Artsthread & Gucci’s Global Design Graduate Show 2021 Textile Winners Announced

Image Courtesy of Artsthread

Created in collaboration with Gucci, Artsthread’s Global Design Graduation Show announced the winners of the second edition of the 2020-21 art and design graduate contest.

A total of 5,211 students participated in the initiative in a year-end project that spans four categories: fashion / accessories / textiles, digital / visual communication / films, products / architecture / interiors, and fine arts / photography / crafts.

The jury of the contest has expanded from all areas of their respective industries.

The Fashion / Accessories / Textiles panel included Levi’s Men’s Design Director, Stephen Burns, GQ Editor, Dylan Jones, Marimekko’s Chief Creative Director, Rebecca Bay and more.

Applicants were instructed to submit the entire creative process for criticism in front of the judges, not just the project. In the fashion-specific category, eight winners representing different disciplines were selected.

For womenswear, Yvonne Schichtel won with her project ‘Lost and Found’, which questioned the gender labels consumers attach to objects, through a collection utilising repurposed materials.

Beth Kip, on the other hand, took a more nature-inspired approach for her winning menswear proposal, ‘West Kip’. Kip reimagined traditional Scottish attire into new purposeful garments to demonstrate a circular clothing line.

Oscar Keene won in the fashion communication category, with his project ‘Fluid’. The project presented a zero-waste digital prototyping solution to slow fashion production, offering a multidisciplinary alternative to fast fashion, in consideration of queer bodies and selfhood.

‘Morphogenesis’, the winning sustainable fashion project by Bea Brücker, also explored digital design combined with biodesign techniques.
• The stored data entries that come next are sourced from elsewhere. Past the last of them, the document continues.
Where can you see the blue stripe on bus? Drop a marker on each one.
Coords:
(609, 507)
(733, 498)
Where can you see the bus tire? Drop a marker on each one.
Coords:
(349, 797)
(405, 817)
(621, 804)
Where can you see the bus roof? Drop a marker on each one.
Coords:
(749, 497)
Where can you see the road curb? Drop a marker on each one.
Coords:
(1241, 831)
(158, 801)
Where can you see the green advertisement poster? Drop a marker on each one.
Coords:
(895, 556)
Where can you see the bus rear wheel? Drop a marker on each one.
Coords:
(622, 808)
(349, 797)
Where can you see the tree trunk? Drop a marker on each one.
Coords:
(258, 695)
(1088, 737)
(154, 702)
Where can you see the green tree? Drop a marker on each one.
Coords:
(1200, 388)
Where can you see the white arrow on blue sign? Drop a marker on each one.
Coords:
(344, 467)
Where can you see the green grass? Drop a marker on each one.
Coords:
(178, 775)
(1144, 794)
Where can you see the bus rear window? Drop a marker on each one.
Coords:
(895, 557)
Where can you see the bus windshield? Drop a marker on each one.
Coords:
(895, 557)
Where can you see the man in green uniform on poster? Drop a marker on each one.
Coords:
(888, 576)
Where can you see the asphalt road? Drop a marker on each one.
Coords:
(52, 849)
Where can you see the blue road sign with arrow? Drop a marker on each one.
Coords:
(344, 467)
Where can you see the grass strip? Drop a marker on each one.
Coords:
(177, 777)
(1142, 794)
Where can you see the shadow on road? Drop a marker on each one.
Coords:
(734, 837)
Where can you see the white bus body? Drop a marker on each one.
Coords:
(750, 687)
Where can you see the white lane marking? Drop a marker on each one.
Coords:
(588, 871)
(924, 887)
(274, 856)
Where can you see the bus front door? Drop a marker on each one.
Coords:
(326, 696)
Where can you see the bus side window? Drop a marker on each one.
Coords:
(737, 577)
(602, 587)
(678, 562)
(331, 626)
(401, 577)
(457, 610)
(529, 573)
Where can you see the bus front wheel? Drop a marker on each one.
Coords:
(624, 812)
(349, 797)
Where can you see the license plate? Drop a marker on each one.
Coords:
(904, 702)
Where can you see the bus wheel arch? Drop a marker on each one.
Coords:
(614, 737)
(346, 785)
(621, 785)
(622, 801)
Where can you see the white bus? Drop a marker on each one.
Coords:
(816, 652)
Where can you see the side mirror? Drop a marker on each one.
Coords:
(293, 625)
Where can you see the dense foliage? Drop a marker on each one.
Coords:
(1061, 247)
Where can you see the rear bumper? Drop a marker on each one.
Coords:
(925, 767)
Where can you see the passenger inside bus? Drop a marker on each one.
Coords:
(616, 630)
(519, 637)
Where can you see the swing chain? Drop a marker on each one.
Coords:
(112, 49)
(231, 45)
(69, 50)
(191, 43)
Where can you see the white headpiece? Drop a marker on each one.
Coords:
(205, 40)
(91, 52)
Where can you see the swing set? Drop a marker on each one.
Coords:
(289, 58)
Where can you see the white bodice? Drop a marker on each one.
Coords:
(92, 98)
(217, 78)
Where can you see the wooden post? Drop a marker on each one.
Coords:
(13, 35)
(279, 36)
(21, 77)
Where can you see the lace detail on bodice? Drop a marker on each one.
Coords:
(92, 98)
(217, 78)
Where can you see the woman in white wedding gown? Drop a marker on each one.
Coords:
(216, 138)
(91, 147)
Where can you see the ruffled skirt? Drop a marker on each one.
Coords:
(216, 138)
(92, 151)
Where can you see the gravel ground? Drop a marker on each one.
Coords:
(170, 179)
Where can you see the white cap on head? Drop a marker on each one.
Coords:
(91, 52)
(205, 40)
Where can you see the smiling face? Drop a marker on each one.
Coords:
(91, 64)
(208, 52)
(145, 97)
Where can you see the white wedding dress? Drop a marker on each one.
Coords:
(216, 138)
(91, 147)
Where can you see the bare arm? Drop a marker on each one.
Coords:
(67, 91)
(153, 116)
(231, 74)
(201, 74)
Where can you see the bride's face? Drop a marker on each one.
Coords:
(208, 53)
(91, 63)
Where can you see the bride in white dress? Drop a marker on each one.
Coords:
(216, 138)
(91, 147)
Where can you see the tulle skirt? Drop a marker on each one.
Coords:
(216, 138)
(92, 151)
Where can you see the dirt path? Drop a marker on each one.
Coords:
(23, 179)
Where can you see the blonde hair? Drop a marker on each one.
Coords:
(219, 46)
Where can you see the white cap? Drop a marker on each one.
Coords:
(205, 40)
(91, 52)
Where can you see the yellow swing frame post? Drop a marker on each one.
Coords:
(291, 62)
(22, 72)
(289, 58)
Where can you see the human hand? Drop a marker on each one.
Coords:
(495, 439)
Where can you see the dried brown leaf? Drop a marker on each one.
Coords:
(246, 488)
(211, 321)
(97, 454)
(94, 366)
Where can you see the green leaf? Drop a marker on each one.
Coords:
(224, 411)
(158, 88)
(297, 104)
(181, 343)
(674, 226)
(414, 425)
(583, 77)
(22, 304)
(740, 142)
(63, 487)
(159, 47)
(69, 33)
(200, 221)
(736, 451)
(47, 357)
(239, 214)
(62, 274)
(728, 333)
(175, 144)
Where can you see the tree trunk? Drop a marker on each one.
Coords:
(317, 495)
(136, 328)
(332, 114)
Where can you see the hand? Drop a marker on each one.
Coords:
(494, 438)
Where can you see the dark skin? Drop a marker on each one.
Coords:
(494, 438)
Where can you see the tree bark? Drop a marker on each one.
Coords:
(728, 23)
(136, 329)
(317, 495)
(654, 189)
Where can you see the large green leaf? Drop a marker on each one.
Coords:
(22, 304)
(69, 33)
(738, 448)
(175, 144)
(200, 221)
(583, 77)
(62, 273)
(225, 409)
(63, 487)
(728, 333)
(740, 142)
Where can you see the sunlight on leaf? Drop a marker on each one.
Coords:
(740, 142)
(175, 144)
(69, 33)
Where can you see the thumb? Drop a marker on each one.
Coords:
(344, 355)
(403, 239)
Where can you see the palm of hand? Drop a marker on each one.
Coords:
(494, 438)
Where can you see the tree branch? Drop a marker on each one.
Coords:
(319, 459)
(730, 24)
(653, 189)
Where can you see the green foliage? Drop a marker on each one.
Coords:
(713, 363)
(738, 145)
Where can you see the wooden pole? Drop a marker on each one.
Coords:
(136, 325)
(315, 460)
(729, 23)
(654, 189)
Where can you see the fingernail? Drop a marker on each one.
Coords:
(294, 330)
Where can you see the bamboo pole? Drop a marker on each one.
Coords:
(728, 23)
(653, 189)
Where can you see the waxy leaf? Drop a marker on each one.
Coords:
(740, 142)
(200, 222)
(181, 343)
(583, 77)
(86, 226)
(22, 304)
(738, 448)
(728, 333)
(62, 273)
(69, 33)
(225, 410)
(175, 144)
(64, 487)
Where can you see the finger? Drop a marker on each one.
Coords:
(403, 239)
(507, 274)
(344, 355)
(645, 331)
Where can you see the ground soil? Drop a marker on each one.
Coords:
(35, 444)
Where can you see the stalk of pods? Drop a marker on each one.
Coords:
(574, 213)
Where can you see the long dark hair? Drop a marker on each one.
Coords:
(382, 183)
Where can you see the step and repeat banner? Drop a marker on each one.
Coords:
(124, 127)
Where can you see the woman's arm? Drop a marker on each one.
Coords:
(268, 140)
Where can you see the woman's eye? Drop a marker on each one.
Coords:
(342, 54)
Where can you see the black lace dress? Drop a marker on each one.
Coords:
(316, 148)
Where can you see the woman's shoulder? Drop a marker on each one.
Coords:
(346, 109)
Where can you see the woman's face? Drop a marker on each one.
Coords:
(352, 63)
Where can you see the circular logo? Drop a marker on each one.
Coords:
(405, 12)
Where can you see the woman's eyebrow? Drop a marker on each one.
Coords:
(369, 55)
In her proposal, biodesign is seen as a political movement as part of an alternate virtual world, which she uses to explain sustainable production processes.

Additional winners included Yuzhao Huang’s ‘The Spomeniks’ homeware piece, Jennifer Milleder’s ‘Before the Mirror’, looking at dandyism as a spectacle, Sina Dyks’ ‘Stimuli Wiring System’, a sustainable textiles installation exploring colour and texture, and Caitilin Yates’ ‘Cotswold Luvvies’, a collection designed using repurposed materials from midland England.